The massive oscillation in energy prices in many EU countries should have some influence on the current negotiations for annual coil supply contracts for next year, Kallanish notes.

Following a historic peak in August, prices for electricity and gas in Germany had come down by October to levels seen back in January – the time when most annual contracts for 2022 were signed. Hence, October would have been the ideal time for negotiating parties in the upcoming talks, as it simplified the basis of comparison, one German consultant remarks. At that time, however, distributors’ inventories were still too saturated to think of replenishing.

Meanwhile, energy prices have surged again and buyers may need to prepare for higher steel prices if mills are successful in handing down the cost.
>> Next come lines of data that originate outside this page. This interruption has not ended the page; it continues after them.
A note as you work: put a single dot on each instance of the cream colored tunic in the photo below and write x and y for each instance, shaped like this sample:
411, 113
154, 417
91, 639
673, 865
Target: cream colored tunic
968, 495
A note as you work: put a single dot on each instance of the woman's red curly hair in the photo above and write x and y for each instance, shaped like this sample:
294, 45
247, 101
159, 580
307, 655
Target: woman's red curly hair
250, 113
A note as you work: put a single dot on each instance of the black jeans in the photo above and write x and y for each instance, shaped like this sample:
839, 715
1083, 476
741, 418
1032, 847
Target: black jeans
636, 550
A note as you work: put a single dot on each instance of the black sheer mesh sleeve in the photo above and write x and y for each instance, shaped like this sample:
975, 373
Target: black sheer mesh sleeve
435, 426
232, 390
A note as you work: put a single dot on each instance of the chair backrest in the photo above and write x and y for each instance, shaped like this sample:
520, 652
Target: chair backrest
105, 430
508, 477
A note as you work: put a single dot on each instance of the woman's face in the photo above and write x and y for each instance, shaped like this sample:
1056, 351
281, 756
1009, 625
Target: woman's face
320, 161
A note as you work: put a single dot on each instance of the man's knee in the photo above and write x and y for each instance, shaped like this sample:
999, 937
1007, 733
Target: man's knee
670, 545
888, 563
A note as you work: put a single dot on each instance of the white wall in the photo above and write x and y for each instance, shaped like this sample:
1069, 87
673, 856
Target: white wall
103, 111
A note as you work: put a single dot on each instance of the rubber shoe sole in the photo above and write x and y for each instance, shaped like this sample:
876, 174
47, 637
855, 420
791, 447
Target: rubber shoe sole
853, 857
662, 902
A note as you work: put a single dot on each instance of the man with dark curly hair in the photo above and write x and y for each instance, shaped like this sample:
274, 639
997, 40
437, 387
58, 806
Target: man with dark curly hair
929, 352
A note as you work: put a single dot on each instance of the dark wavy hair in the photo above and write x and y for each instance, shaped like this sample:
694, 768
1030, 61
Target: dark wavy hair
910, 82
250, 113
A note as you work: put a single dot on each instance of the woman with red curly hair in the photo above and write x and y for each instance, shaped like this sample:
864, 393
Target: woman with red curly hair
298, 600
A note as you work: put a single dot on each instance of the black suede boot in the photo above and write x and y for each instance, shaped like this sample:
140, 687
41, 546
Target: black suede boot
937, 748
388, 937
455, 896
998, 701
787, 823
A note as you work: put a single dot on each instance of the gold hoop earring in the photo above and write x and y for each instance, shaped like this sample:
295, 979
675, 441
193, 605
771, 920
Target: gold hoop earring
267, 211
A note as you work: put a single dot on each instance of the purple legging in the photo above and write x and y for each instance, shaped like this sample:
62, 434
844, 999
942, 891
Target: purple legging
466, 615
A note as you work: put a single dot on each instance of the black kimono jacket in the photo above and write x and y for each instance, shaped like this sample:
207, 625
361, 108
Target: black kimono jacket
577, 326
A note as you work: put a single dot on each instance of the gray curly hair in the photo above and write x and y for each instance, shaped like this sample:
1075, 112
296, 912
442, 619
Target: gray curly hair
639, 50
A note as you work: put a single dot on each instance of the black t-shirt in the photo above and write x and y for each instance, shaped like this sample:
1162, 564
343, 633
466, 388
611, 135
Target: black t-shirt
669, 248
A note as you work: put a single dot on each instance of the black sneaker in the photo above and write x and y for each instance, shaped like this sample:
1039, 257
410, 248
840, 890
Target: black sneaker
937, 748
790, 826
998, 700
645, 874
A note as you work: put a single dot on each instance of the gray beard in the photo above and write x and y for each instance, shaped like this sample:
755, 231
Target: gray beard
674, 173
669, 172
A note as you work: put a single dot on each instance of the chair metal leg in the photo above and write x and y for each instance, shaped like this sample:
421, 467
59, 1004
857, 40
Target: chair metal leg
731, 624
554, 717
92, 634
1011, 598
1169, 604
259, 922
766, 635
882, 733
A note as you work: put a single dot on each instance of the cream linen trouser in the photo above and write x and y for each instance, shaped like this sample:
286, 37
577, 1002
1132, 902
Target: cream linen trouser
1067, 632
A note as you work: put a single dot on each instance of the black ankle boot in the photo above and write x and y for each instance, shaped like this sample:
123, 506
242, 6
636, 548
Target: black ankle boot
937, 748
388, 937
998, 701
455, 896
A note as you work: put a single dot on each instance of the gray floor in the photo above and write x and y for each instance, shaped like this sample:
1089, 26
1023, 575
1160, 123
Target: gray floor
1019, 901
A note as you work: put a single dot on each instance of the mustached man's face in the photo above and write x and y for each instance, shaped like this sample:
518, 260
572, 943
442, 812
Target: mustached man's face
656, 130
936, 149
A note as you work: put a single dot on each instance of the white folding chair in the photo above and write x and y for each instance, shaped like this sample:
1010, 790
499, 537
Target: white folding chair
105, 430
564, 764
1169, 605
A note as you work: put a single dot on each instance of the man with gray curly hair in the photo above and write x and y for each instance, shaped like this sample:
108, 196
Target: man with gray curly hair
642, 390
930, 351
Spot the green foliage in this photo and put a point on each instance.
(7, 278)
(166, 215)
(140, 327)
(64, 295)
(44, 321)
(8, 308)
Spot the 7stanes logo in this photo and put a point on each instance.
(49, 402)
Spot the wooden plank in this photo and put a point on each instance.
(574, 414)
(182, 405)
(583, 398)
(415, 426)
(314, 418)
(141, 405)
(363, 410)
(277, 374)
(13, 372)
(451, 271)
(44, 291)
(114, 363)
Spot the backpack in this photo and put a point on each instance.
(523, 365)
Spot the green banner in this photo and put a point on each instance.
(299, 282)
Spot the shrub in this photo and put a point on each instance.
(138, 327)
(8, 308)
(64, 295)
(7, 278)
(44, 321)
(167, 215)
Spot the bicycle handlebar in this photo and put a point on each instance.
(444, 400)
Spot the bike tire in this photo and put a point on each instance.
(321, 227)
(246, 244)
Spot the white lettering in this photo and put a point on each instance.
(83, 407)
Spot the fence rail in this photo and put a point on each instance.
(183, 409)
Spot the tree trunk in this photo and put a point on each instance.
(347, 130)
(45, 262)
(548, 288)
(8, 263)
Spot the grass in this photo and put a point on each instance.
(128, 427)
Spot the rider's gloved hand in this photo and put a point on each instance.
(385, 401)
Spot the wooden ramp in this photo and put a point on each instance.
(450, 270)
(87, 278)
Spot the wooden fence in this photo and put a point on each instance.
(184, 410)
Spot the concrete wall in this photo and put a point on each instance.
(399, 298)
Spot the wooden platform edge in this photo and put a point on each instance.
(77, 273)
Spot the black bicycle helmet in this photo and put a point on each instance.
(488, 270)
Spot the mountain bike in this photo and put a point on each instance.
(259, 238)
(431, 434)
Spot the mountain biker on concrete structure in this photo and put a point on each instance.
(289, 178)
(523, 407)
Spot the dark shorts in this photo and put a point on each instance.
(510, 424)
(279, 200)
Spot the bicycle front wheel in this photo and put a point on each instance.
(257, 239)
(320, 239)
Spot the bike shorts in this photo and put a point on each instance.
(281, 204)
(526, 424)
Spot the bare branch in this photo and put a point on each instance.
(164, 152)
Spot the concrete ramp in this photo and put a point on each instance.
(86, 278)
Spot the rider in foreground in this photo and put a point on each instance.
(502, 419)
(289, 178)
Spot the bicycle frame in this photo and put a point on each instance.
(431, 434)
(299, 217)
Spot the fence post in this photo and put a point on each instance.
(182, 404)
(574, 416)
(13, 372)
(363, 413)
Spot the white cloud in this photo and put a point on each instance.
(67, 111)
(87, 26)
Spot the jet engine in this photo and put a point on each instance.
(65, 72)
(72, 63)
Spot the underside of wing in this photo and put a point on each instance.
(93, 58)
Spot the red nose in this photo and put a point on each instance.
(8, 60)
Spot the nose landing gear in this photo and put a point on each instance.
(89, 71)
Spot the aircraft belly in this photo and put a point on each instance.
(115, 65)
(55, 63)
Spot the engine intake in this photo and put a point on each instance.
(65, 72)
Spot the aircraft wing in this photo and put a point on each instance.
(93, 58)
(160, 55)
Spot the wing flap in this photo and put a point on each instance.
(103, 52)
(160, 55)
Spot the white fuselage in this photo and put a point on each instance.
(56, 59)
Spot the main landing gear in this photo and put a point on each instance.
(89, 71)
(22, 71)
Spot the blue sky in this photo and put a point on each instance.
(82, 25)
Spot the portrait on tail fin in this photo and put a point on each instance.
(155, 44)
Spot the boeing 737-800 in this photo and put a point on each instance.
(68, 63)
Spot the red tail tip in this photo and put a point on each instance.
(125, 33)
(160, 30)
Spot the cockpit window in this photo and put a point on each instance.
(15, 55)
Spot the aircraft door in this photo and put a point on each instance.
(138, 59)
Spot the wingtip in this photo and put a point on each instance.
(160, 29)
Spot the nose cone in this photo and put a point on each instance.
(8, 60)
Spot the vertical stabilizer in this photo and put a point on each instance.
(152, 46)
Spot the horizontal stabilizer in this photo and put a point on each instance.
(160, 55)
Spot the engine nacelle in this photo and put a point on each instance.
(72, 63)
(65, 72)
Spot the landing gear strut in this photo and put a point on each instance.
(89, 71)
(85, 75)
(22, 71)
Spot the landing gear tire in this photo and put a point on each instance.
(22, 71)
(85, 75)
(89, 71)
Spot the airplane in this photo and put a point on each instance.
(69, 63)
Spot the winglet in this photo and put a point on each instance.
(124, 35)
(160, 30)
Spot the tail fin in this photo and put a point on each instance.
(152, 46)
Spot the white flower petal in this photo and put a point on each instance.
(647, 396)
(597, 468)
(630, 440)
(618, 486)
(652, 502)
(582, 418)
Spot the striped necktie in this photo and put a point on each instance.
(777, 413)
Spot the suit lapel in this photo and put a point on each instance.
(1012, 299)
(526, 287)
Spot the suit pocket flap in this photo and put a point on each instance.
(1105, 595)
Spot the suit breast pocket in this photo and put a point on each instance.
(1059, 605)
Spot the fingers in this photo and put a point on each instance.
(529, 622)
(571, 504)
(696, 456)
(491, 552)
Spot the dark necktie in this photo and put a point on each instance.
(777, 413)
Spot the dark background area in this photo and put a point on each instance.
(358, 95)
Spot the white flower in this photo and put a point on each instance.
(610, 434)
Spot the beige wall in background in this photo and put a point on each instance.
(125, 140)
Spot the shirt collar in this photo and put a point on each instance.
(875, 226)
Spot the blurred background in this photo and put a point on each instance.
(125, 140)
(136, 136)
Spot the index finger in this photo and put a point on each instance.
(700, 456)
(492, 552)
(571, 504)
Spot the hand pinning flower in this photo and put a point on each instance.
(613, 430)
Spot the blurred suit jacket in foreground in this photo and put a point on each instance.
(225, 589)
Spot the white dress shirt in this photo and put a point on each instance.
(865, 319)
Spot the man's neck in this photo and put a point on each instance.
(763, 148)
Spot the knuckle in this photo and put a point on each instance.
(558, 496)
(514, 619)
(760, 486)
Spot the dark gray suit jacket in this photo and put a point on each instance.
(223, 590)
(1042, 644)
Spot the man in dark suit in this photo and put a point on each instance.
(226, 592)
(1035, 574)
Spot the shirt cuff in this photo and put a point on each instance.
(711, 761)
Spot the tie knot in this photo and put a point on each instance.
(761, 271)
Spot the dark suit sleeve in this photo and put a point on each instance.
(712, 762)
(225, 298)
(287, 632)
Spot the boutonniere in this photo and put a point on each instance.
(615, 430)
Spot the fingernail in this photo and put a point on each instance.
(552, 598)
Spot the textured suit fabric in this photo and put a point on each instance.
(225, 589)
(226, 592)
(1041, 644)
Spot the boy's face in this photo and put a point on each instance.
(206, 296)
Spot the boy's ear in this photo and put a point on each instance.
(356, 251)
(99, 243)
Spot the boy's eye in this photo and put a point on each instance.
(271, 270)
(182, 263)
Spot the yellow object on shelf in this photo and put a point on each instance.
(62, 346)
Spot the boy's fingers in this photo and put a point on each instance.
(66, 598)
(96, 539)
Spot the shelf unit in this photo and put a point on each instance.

And it seems they are, as spot prices appear to have bottomed out and are set to increase.

According to the consultant, talks are in full swing “with widely diverging ideas on pricing”. He adds: “Serious offers from the mills came in only in very late November or the first week of December.” He says mills are meanwhile basing their argumentation on last January’s contracts, then at around €1,000/tonne for hot rolled coil.

A Dutch service centre manager sees “offered [contract] base prices are at least around €850/t”, and that this figure is likely to go up. The impression is confirmed by other observers, with one proposing that €50/t more should be possible if sentiment keeps brightening, as it seems to be doing at the moment.

The gap could be even wider, the German consultant finds. After talking to various buyers, he sees a gap of €120-180/t between figures currently circulating, and still wider, if set against the spot market for comparison. HRC spot market quotes at below €650 are diminishing, with quotes inching towards €680 heard more often now.

According to a Dutch service centre manager, mills “do stand somewhat stronger now in their negotiating position”. He notes that delivery times have stretched until the end of February or first half of March 2023, and that the automotive supply chain has recovered noticeably. “Daily prices are now rising,” he says, and notes that “we think it is realistic to expect a rising trend in current steel prices for the foreseeable future.”